Top 10 Lists for Designing and Writing Secure and Safe Software

If you care about writing secure code, should know all about these Top 10 lists:

OWASP Top 10

The OWASP Top 10 is a community-built list of the 10 most common and most dangerous security problems in online (especially web) applications. Injection flaws, broken authentication and session management, XSS and other nasty security bugs.

These are problems that you need to be aware of and look for, and that you need to prevent in your design and coding. The Top 10 explains how to test for each kind of problem to see if your app is vulnerable (including common attack scenarios), and basic steps you can take to prevent each problem.

If you’re working on mobile apps, take time to understand the OWASP Top 10 Mobile list.

IEEE Top Design Flaws

The OWASP Top 10 is written more for security testers and auditors than for developers. It’s commonly used to classify vulnerabilities found in security testing and audits, and is referenced in regulations like PCI-DSS.

The IEEE Center for Secure Design, a group of application security experts from industry and university researchers, has taken a different approach. They have come up with a Top 10 list that focuses on identifying and preventing common security mistakes in architecture and design.

This list includes good design practices such as: earn or give, but never assume trust; identify sensitive data and how they should be handled; understand how integrating external components changes your attack surface. The IEEE’s list should be incorporated into design patterns and used in design reviews to try and deal with security issues early.

OWASP Proactive Controls

IEEE’s approach is principle-based – a list of things that you need to think about in design, in the same way that you think about things like simplicity and encapsulation and modularity.

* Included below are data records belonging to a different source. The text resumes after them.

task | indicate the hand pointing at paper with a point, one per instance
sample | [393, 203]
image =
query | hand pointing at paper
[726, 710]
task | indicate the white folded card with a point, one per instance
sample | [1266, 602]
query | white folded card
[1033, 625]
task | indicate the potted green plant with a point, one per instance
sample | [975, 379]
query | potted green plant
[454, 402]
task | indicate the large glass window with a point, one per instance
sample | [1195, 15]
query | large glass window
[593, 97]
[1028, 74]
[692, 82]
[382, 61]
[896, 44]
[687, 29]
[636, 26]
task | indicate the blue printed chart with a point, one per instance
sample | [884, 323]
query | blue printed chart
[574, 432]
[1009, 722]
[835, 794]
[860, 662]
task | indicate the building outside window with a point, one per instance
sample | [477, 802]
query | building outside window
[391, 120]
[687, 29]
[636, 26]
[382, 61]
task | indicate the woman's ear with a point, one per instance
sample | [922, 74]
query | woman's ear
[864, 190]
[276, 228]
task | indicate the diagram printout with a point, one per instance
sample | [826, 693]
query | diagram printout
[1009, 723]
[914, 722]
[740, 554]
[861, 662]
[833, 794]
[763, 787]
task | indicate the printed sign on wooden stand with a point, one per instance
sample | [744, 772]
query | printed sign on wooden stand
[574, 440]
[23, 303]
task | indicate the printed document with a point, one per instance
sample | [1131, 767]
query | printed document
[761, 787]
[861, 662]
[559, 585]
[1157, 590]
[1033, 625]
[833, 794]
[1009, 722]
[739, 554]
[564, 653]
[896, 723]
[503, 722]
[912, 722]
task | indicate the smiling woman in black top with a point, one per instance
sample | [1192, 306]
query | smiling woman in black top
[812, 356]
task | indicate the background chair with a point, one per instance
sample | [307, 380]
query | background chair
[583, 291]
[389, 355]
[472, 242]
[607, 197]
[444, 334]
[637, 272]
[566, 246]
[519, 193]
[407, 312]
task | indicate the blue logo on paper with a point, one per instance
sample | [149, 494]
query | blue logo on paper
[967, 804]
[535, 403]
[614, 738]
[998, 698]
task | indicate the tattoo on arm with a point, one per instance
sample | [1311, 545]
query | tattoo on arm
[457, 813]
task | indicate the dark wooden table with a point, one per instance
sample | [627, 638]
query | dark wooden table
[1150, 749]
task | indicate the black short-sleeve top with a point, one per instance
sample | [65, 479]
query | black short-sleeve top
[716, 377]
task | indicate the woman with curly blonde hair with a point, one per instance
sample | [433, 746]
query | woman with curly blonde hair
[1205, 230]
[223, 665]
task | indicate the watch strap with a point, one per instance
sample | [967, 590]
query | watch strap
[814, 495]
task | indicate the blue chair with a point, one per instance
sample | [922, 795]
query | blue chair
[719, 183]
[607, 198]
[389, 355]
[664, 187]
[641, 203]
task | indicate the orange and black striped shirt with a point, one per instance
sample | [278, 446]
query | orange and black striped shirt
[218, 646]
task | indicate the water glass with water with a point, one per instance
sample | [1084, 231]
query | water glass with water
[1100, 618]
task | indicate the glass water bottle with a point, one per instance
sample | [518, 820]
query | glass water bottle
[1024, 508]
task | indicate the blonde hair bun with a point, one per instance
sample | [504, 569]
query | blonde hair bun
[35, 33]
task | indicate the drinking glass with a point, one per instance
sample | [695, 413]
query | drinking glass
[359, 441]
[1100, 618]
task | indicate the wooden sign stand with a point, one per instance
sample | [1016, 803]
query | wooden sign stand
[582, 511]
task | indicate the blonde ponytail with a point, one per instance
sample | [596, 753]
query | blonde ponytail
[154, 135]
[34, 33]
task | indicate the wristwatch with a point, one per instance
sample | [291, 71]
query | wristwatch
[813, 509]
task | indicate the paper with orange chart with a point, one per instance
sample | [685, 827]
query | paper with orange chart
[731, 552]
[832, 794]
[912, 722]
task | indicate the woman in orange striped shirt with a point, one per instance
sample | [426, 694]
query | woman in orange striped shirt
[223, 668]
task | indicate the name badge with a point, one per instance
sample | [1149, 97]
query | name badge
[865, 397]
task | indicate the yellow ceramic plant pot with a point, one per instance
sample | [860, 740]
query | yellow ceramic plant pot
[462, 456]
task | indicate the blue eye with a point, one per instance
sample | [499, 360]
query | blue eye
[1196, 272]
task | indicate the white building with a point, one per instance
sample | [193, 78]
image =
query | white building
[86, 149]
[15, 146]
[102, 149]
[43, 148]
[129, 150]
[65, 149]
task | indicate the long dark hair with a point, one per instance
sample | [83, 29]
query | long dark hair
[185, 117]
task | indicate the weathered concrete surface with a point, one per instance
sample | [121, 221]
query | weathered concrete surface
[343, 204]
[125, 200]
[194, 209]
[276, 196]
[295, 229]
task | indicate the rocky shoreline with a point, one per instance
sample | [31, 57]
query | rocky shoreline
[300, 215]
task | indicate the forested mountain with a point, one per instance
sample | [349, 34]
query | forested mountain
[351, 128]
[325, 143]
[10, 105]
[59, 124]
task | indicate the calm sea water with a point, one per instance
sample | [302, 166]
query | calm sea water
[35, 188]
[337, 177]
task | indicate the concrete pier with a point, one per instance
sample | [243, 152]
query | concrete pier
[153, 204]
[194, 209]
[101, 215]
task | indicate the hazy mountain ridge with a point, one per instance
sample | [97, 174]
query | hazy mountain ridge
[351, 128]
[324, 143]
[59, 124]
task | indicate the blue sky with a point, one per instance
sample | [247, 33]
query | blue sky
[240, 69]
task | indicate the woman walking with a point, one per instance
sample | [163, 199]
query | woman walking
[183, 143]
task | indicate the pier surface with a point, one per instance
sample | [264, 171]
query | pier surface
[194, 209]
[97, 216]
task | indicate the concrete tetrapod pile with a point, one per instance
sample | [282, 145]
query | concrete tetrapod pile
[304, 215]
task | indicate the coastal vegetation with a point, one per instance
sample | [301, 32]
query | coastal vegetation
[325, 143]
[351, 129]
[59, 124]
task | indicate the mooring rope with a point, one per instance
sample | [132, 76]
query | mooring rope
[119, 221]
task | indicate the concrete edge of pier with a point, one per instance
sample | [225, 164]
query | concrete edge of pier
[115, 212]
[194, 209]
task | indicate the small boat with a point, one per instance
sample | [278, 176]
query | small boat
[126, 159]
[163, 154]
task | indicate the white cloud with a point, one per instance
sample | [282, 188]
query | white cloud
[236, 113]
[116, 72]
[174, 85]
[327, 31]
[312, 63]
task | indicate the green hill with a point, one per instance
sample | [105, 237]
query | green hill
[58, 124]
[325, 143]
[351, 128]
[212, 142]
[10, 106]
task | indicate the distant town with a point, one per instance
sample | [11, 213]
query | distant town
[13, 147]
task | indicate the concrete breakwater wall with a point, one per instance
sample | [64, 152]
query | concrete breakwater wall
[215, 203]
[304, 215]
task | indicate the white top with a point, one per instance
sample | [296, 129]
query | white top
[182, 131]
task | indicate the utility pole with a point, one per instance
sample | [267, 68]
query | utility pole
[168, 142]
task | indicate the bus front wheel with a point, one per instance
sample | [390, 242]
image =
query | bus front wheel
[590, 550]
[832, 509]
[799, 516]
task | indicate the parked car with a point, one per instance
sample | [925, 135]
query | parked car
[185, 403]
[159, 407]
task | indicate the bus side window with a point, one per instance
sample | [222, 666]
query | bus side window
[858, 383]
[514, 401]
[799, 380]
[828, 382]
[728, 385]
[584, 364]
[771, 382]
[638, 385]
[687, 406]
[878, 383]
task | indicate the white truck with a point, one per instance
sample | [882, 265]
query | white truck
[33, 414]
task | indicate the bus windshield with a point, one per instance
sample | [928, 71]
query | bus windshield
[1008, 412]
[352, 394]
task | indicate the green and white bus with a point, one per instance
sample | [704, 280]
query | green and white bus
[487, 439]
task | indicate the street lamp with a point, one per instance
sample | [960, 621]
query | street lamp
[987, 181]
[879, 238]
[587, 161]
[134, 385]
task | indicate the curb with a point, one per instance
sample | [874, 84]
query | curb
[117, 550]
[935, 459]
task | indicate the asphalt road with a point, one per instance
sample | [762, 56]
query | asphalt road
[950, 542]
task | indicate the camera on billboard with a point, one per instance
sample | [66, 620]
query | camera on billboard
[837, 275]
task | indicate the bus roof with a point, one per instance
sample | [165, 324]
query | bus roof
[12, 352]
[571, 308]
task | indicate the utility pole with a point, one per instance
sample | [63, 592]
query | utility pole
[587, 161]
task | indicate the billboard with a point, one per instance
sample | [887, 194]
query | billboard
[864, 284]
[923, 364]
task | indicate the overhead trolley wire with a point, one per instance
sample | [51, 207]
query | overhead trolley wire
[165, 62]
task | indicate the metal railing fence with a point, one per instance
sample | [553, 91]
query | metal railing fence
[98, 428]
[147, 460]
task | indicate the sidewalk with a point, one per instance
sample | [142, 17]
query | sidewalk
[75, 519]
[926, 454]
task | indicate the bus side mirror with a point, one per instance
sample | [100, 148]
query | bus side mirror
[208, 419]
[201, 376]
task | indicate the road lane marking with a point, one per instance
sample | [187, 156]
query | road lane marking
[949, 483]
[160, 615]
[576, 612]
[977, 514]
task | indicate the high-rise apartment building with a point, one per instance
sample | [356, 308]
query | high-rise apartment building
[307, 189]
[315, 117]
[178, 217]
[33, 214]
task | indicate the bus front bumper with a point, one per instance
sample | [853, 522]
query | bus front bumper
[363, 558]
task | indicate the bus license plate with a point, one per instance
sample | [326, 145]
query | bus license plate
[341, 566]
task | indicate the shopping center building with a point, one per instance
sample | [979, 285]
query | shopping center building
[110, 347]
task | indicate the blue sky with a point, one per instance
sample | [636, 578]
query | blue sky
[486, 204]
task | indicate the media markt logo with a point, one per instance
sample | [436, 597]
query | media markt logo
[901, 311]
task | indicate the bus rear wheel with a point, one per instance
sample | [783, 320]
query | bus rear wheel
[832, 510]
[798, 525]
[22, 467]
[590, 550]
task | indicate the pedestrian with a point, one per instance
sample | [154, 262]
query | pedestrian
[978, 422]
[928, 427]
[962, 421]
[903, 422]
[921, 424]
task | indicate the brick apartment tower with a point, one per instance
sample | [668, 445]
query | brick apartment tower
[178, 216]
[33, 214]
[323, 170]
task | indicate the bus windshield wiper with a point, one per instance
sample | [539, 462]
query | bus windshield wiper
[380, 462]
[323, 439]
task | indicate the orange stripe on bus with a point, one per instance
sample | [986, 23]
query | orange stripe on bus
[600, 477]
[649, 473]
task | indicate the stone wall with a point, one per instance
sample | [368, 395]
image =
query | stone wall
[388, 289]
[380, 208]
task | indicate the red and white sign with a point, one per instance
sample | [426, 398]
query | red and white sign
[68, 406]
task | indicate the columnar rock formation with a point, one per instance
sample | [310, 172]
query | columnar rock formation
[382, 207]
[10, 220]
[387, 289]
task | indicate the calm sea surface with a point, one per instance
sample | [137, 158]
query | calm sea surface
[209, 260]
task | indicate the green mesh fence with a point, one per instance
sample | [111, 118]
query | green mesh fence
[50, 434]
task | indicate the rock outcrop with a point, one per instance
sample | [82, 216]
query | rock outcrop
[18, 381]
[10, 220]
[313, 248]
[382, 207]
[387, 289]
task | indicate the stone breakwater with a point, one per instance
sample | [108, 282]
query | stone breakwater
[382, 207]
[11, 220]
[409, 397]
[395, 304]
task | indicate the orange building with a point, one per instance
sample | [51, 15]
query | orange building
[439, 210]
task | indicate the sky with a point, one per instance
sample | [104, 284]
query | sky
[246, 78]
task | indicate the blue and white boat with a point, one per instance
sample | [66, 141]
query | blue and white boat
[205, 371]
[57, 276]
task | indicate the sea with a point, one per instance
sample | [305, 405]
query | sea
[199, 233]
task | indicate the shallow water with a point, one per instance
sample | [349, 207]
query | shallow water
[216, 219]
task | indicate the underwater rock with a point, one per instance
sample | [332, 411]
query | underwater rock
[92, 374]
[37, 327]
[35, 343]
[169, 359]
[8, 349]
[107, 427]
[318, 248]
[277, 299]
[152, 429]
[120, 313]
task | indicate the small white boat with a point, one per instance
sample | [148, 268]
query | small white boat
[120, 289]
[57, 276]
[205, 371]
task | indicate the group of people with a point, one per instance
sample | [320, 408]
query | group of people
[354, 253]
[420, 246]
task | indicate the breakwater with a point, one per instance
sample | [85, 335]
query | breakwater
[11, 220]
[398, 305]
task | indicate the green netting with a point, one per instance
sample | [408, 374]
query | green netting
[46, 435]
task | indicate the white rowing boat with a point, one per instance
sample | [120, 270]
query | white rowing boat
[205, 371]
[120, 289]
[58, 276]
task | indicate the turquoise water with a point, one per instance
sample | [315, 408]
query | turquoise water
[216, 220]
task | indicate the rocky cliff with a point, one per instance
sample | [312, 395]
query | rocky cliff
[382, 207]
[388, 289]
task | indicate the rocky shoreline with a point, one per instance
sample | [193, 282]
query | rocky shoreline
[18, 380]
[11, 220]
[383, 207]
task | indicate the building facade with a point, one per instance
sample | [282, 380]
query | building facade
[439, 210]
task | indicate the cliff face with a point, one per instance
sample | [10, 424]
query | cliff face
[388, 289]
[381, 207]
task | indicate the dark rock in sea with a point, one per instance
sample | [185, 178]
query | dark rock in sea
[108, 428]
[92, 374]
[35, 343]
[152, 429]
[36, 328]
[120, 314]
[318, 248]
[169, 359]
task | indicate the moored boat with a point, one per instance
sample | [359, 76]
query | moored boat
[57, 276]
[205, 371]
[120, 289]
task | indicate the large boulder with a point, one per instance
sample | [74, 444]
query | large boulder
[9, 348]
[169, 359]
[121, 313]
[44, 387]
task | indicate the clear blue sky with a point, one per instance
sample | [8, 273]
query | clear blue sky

The OWASP Proactive Controls, originally created by security expert Jim Manico, is written at the developer level. It is a list of practical, concrete things that you can do as a developer to prevent security problems in coding and design. How to parameterize queries, and encode or validate data safely and correctly. How to properly store passwords and to implement a forgot password feature. How to implement access control – and how not to do it.

It points you to Cheat Sheets and other resources for more information, and explains how to leverage the security features of common languages and frameworks, and how and when to use popular, proven security libraries like Apache Shiro and the OWASP Java Encoder.

Katy Anton and Jason Coleman have mapped all of these controls together (the OWASP Top 10, OWASP Proactive Controls and the IEEE Security Flaws), showing how the OWASP Proactive Controls implement safe design practices from the IEEE list and how they prevent or mitigate OWASP Top 10 risks.

You can use these maps to look for gaps in your application security practices, in your testing and coding, and in your knowledge, to identify areas where you can learn and improve.